Testing
:::info Source
Sourced from services/ai-gateway-service/TESTING_STRATEGY.md in the documentation repo.
:::
1. Coverage
Domain 95%/98% branch/80% mutation. Integration 85%.
2. Unit Tests
- Prompt template rendering.
- Safety pipeline: each stage (moderation, PII, injection, schema).
- Budget atomic debit (concurrent callers).
- Model router preference resolution.
- Cache key derivation.
- Provenance VO invariants.
- AIClient port contract (shape validation).
3. Integration Tests
- Postgres + pgvector + Redis + mock providers.

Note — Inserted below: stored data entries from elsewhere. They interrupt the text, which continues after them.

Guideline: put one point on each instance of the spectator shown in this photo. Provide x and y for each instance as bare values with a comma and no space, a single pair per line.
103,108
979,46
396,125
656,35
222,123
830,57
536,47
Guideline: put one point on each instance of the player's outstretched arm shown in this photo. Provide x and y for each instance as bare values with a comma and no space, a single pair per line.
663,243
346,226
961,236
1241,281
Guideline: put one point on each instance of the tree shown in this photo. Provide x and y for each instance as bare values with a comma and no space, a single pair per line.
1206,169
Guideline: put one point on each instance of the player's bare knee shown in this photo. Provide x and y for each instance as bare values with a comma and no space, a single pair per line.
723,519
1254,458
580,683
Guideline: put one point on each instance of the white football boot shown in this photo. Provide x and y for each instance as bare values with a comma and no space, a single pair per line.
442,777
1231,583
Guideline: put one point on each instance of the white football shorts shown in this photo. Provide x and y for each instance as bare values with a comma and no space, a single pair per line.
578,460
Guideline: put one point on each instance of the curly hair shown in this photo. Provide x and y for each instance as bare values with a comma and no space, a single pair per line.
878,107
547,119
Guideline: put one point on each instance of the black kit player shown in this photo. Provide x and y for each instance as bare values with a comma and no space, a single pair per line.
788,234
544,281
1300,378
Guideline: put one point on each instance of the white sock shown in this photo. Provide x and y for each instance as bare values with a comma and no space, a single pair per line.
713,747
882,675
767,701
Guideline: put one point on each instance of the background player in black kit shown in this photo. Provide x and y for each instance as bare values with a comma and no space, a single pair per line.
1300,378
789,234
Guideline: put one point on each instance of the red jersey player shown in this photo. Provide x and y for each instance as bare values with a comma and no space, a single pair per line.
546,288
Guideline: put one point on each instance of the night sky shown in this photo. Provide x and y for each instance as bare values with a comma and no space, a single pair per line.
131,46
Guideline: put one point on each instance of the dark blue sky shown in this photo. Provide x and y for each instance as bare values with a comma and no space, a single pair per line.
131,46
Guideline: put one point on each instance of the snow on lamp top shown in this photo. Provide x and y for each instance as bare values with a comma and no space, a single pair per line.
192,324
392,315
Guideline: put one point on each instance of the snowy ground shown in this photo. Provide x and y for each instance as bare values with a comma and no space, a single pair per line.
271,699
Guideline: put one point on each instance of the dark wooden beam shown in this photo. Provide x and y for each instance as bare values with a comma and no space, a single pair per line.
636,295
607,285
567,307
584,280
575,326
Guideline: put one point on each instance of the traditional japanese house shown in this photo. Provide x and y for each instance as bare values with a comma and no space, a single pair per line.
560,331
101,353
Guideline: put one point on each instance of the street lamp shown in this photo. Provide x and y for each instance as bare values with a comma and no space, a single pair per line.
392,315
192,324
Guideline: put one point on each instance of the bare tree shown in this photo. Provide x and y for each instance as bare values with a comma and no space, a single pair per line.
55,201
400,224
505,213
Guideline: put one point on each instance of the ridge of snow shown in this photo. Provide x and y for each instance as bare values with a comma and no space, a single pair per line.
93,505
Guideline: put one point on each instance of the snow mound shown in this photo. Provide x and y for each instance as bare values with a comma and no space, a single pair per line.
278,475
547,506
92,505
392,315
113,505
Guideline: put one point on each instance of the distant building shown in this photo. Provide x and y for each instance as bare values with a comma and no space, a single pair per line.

- Full call flow with each prompt.
- Fallback from primary to secondary provider.
- Budget exhaustion path.
- Embedding + k-NN round trip.
4. Contract Tests
- AIClient port contract verified by every consumer (authoring, delivery, assessment, analytics, billing, notification, media).
- OpenAPI diff in CI.
5. AI Eval Harness
For every prompt, maintain:
- Eval set: 100–500 representative inputs with expected output shape / quality metrics.
- Regression eval: new prompt version must score ≥ current.
- Safety eval: adversarial inputs (injection, jailbreak, harmful content) expected to refuse.
- Bias eval: demographic parity test corpus (high-risk prompts).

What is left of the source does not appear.